Growing ginger (Zingiber officinale) is not all that difficult in most parts of the United States as long as the grower understands that except in the warmest zones of the country, ginger is unlikely to produce mature rhizomes. Ginger has a nearly year long growing season, and in three fourths of the country that means it will only produce baby ginger rhizomes even with assistance from the grower to keep the plant warm at the beginning and the end of the growing season. Baby ginger is catching on in culinary circles, however, where it can be used to lighter effect than the full grown type.
Ginger plants (Zingiber officinale). Photo by Ramjchandran.
The portion of a ginger plant generally used in cooking and medicine is the rhizome, which is technically an underground stem, but to most people it appears to be a tuber or root, and for practical purposes it makes little difference to them what that part of the plant is called. Like a potato, the ginger rhizome has eyes which are starting points for new growth and indicate to gardeners where to divide the rhizome when propagating the plant. Cut up the rhizome with one eye to each section and then plant the sections. In cases where a gardener is concerned with growing only enough ginger for home consumption, the simplest method of planting is one section of rhizome each to wide, shallow pots, which the gardener can move easily from indoors to outdoors and then back again over the course of the 8 or 9 month growing season.

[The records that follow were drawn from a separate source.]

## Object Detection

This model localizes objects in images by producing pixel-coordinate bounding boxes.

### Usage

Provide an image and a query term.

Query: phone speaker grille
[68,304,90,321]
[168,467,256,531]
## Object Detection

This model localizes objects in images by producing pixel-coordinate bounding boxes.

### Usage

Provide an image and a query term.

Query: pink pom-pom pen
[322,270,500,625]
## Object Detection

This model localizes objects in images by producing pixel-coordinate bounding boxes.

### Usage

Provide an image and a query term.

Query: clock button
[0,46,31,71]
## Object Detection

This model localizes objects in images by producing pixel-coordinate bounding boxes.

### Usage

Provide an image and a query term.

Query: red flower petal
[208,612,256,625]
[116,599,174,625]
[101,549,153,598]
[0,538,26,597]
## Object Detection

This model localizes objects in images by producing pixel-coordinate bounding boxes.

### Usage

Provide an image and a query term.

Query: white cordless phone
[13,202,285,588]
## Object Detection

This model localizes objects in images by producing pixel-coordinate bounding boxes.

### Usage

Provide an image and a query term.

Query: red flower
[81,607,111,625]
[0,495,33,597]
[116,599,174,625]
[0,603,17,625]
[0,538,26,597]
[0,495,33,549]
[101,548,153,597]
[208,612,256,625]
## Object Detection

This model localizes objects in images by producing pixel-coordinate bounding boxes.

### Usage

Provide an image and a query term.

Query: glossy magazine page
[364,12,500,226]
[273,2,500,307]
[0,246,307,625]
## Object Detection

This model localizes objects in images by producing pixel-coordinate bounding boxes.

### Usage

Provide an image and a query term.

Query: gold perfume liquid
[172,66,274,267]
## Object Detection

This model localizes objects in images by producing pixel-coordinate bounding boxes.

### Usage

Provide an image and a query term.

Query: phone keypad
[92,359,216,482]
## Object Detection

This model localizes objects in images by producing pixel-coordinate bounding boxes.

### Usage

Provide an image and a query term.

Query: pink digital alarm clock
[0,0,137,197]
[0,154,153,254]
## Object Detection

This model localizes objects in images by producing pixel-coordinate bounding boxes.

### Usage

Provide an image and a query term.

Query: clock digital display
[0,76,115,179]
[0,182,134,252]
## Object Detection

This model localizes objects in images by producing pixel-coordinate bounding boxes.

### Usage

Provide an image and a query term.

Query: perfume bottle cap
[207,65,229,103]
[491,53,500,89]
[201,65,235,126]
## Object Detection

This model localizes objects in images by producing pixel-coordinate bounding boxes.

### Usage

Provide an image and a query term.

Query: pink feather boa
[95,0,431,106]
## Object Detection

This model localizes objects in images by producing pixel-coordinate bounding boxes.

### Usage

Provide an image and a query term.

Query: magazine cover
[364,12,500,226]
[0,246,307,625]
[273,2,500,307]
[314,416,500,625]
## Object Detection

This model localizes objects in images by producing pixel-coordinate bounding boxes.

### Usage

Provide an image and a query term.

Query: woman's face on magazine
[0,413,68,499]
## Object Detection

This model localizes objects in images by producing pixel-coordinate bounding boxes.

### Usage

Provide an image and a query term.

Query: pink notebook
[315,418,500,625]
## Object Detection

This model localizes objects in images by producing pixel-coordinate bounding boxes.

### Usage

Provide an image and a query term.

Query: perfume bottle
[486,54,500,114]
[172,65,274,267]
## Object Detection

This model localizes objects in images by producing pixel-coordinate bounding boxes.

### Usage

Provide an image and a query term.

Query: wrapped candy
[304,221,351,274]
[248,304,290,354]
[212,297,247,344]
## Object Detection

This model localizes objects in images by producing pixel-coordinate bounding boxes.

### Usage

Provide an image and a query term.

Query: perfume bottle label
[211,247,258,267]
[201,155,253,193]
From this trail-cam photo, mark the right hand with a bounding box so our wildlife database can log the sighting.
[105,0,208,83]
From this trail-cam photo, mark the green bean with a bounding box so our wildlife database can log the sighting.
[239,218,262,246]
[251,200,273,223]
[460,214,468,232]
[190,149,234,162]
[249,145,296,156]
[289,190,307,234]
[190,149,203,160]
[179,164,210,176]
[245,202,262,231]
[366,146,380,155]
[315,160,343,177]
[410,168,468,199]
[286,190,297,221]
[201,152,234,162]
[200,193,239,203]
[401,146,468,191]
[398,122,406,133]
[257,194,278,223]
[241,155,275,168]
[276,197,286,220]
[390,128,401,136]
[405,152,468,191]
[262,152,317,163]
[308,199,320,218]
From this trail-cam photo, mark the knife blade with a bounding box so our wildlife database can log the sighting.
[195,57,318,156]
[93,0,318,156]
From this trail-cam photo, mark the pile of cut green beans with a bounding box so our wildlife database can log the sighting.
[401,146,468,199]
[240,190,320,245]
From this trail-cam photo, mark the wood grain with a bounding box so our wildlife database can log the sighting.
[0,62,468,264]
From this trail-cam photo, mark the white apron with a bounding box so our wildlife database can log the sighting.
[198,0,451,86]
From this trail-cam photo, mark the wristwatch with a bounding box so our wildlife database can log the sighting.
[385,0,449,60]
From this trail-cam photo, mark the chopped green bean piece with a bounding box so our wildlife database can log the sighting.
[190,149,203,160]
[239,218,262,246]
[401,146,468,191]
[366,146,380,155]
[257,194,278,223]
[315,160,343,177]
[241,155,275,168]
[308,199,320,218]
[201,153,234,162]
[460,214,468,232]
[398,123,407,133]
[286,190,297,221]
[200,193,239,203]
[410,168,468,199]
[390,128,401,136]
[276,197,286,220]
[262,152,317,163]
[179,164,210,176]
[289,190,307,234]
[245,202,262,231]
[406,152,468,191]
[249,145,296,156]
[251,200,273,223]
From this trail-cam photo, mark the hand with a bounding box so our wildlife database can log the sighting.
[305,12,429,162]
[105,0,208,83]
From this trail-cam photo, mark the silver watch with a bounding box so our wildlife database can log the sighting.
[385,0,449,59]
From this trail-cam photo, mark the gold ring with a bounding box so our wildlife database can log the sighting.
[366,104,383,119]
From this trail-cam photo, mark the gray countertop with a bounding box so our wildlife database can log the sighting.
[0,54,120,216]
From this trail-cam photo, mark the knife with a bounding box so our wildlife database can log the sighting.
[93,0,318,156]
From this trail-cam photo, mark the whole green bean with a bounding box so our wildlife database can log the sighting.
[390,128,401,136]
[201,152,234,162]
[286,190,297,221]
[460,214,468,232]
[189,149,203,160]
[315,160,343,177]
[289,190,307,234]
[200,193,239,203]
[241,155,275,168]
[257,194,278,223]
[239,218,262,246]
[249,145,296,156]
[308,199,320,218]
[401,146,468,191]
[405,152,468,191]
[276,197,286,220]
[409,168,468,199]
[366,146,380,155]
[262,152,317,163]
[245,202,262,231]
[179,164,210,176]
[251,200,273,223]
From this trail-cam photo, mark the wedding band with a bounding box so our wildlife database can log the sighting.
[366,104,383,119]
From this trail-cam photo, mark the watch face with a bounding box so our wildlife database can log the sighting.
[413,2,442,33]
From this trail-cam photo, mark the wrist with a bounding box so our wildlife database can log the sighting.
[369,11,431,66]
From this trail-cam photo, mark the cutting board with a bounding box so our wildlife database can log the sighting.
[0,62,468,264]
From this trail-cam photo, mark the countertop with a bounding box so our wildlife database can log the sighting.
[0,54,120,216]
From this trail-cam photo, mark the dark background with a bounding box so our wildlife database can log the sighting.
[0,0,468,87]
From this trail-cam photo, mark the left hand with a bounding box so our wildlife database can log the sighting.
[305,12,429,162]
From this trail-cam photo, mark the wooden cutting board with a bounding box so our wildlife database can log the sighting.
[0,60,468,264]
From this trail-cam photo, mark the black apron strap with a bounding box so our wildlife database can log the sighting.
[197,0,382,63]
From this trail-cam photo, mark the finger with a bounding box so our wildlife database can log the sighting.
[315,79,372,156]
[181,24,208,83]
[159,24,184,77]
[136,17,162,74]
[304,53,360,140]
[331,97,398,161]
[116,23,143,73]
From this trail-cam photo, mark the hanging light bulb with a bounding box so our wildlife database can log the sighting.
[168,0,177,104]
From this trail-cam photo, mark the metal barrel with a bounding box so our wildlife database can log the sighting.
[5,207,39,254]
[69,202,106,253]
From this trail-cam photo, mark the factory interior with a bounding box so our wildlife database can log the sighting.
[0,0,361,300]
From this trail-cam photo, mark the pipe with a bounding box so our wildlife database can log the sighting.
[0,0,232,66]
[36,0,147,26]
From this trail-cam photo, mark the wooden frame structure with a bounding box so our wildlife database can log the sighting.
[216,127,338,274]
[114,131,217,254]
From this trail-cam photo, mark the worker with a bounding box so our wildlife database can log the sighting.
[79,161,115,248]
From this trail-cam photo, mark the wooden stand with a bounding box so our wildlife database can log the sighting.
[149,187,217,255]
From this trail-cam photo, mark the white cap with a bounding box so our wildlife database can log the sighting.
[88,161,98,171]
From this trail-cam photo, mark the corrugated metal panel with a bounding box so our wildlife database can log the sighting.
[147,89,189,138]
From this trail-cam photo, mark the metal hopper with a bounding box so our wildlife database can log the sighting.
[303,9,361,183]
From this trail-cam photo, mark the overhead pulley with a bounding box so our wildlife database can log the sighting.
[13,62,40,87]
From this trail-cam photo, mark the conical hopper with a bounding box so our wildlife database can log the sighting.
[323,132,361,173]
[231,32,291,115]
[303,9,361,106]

Why go to even that much trouble for a non-native, tropical plant? There is after all a distant relative that is native to North America, known as wild ginger (Asarum canadense), which Native Americans had used in the past as a spice and a medicine, much like its Asian relative. The difference is that scientists have determined American wild ginger can be poisonous, while Asian ginger is safe to consume. In addition to its salutary effect in food and drink recipes, many people believe Asian ginger has anti-inflammatory, anti-arthritic, and anti-nausea properties. Scientists have not necessarily agreed with all those assessments, though they recognize that in the amounts typically consumed by most people there is no harm to eating ginger spiced foods or imbibing ginger infused drinks.

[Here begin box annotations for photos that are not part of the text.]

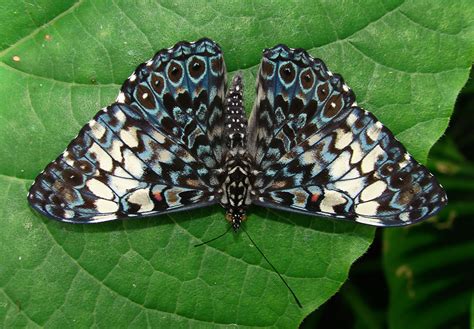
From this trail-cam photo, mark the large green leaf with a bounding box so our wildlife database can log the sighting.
[0,0,474,327]
[384,138,474,329]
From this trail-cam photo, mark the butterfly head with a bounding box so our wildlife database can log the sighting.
[225,208,247,232]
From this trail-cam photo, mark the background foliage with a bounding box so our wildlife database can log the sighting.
[0,1,474,328]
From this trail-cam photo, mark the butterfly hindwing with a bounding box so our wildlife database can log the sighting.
[249,46,446,226]
[28,39,225,223]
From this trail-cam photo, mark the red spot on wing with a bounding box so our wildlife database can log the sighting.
[311,194,319,202]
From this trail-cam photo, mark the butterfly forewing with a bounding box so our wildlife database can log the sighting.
[28,39,225,222]
[248,46,447,226]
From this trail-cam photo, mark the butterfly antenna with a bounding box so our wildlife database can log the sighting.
[194,226,232,247]
[241,226,303,308]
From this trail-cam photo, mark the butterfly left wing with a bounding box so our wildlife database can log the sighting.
[28,39,225,223]
[249,45,447,226]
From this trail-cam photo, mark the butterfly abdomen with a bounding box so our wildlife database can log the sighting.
[224,73,247,149]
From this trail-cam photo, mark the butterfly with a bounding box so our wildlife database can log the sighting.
[28,38,447,231]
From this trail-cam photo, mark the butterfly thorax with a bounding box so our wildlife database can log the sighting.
[220,148,252,231]
[220,74,252,231]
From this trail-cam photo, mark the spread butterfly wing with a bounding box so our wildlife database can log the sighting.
[28,39,225,223]
[249,46,447,226]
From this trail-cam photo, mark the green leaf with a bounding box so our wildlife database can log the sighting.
[384,140,474,329]
[0,0,474,327]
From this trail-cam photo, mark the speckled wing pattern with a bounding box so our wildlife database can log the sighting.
[28,39,226,223]
[248,45,447,226]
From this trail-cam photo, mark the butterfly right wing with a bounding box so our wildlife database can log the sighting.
[28,39,225,223]
[248,45,447,226]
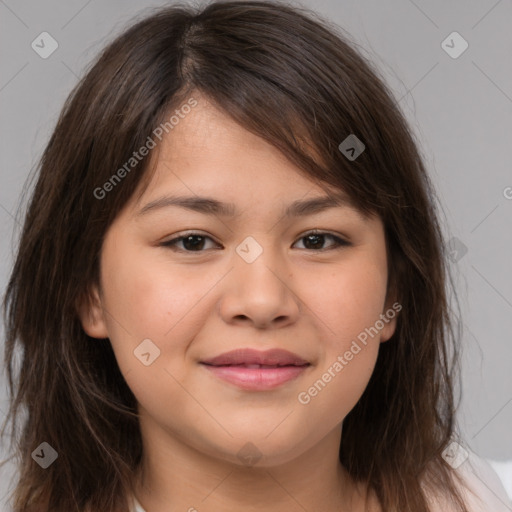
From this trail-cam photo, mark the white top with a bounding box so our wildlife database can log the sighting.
[130,450,512,512]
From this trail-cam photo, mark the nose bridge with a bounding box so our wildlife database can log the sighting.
[217,235,299,327]
[234,234,287,293]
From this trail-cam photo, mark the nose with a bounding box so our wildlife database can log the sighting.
[220,245,301,329]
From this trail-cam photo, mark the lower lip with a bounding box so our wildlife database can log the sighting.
[203,364,309,391]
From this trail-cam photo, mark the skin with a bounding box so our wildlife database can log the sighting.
[80,94,396,512]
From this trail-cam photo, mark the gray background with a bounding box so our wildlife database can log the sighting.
[0,0,512,509]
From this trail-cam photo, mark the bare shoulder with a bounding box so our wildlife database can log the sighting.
[425,451,512,512]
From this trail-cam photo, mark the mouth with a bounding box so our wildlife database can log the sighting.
[201,349,311,391]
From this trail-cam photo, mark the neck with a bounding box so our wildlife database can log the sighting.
[134,416,361,512]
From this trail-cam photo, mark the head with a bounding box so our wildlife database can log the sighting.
[1,2,468,511]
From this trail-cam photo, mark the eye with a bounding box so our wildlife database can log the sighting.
[161,233,218,252]
[160,230,351,252]
[292,230,351,252]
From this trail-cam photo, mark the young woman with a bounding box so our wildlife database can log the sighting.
[4,1,505,512]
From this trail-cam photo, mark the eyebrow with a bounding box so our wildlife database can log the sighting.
[136,194,353,217]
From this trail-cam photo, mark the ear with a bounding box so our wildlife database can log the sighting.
[380,286,402,342]
[76,285,108,339]
[380,301,402,343]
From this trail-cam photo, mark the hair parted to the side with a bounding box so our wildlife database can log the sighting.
[3,1,467,512]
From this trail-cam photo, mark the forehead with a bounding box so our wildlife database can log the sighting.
[125,95,370,224]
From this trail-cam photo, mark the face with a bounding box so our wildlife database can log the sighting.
[81,96,396,466]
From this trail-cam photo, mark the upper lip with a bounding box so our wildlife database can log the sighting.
[201,348,309,366]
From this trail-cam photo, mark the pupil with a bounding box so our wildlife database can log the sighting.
[305,235,323,248]
[183,235,204,250]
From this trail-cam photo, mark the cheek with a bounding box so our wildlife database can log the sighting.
[103,249,218,370]
[311,258,386,350]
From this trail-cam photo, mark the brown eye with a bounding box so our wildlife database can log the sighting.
[161,233,219,252]
[292,232,351,251]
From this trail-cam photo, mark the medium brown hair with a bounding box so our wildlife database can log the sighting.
[3,1,467,512]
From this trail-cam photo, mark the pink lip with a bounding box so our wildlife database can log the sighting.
[201,349,310,391]
[201,348,309,366]
[203,364,309,391]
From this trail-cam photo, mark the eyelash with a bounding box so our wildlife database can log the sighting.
[160,230,352,254]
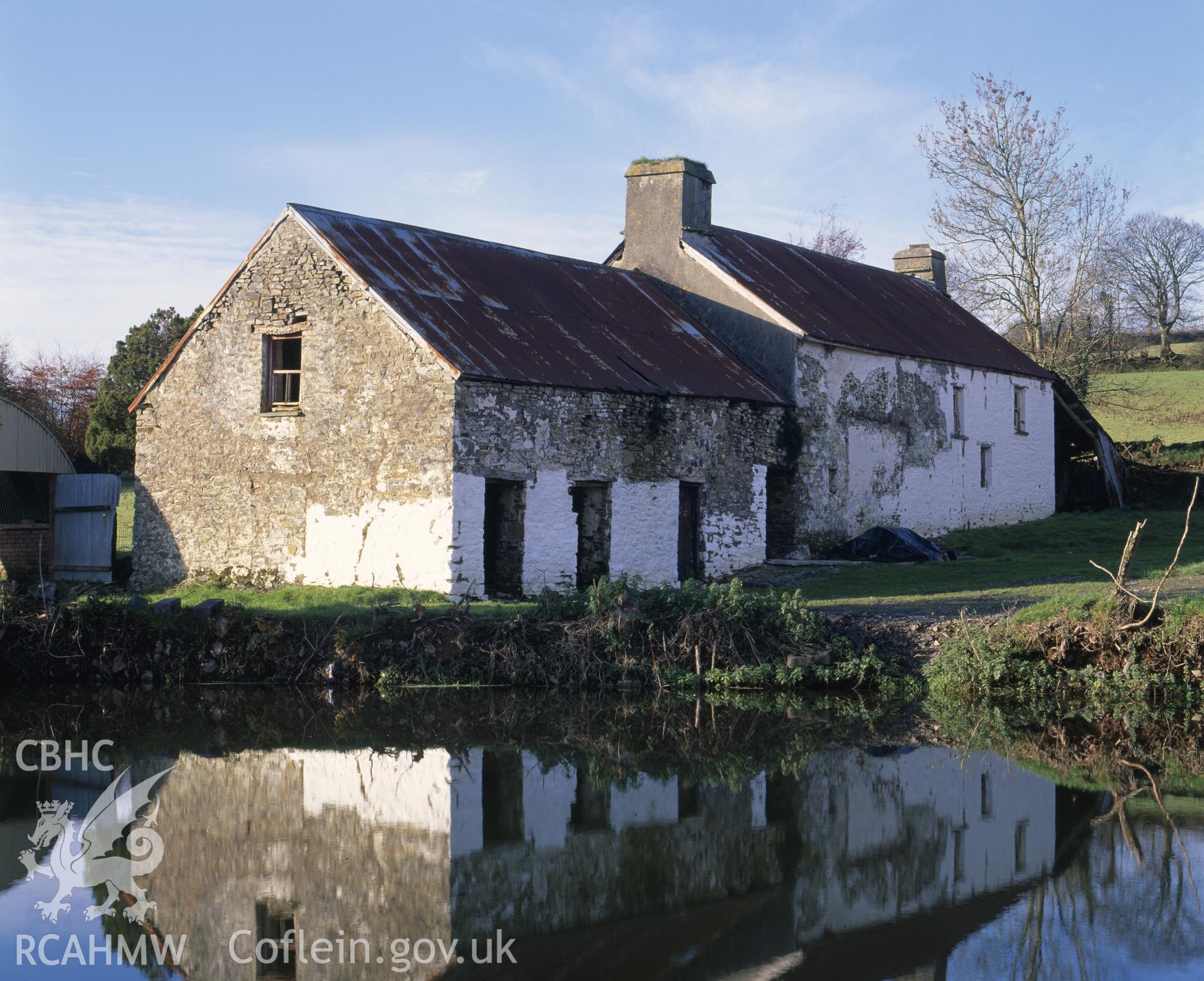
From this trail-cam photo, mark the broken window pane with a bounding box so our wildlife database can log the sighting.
[267,334,301,410]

Wild ginger plants (Asarum canadense). Photo by Michael Wolf.
A ginger (Zingiber officinale) rhizome on a Delft blue European porcelain plate. Photo by Lucyin.
Of all the South Asian and East Indies spices that are well known to Europeans from earliest trading days, only ginger rewards the gardener who attempts growing it outside its native region or outside tropical climate zones without resort to expensive greenhouses. Start it indoors in late winter on a sunny windowsill and keep it there until mid-spring, when it should be safe to move it outdoors, but always with an eye toward nighttime temperature dips. In the fall, bring the potted plants back indoors and start harvesting baby ginger to last the winter while enjoying the beauty of an unusual houseplant with a tropical feel and a warm, spicy scent.